Oggi il cambiamento è dirompente: se nella Prima Intifada c’è stata una sospensione dei ruoli di genere, perché le donne partecipavano alle diverse forme di disobbedienza civile e alla costruzione della società esattamente come gli uomini, oggi le donne – lo dimostra Ahed Tamimi – hanno ripreso un ruolo su tutti i livelli, anche quello fisico, ponendo i loro corpi contro l’occupazione. È una presenza che parla agli uomini palestinesi ma anche all’occupazione, un doppio processo di de-mascolinizzazione.

Da giorni le università britanniche sono in sciopero. Quali le ragioni?

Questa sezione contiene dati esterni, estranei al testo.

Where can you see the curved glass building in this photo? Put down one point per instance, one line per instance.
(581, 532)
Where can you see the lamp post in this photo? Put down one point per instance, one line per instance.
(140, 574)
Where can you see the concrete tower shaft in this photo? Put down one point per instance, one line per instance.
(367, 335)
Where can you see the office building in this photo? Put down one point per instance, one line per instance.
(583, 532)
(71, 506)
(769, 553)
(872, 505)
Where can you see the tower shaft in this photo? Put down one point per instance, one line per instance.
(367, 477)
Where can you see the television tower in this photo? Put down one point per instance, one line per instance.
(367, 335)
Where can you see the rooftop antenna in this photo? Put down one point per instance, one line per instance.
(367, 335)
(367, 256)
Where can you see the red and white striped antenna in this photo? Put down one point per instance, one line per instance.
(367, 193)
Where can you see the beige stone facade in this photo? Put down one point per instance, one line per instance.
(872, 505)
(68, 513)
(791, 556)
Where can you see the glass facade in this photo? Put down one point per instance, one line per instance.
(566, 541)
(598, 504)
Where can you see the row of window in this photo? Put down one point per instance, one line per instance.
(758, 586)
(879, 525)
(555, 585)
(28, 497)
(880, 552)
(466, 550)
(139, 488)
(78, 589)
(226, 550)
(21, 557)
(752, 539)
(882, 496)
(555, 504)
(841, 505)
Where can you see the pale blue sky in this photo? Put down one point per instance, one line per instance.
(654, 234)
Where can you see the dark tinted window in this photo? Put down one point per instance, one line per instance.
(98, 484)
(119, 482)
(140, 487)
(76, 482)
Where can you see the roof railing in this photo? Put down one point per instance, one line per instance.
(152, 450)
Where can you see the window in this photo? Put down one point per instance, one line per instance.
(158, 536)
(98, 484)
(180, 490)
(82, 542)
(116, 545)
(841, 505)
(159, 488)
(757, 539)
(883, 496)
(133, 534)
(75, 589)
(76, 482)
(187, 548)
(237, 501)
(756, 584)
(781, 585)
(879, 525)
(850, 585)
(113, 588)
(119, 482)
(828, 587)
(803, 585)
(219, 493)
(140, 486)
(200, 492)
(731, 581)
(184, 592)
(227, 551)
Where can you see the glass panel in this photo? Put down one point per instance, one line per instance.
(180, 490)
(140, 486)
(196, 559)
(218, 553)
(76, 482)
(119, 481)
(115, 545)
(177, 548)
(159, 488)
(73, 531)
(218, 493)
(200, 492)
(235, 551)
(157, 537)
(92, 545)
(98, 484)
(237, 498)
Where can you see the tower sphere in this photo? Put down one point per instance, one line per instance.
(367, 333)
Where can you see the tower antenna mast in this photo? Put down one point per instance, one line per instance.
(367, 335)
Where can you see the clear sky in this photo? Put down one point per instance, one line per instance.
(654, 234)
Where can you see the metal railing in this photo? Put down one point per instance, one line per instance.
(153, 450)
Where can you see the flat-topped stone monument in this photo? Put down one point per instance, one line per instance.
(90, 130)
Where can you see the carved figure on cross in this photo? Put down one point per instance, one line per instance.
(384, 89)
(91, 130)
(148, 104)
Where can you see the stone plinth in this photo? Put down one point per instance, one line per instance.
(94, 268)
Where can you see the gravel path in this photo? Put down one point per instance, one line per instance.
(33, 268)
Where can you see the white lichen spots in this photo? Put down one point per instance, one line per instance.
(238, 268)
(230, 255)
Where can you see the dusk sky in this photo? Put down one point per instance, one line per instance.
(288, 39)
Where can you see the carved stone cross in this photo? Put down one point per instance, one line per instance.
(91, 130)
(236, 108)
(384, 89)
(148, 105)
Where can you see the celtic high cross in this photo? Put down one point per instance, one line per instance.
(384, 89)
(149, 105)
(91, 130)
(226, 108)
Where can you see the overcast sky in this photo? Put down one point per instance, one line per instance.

È il più grande sciopero della storia accademica britannica contro il progetto di far dipendere le pensioni dall’andamento del mercato: si profila un dimezzamento della pensione. Ciò significa che chi non viene da famiglie benestanti sarà escluso dal mondo accademico. È un attacco generalizzato alla cultura, giustificato con la bugia del deficit. Ma se gli studenti pagano in media 9mila sterline l’anno, gli atenei licenziano, ristrutturano e non reinvestono in borse di studio o programmi educativi. Al contrario raddoppiano gli stipendi dei manager e investono nel settore immobiliare. Nulla di nuovo nel panorama del neoliberismo. Di nuovo c’è il mix tra delegittimazione degli accademici e guerra dei ricchi ai poveri.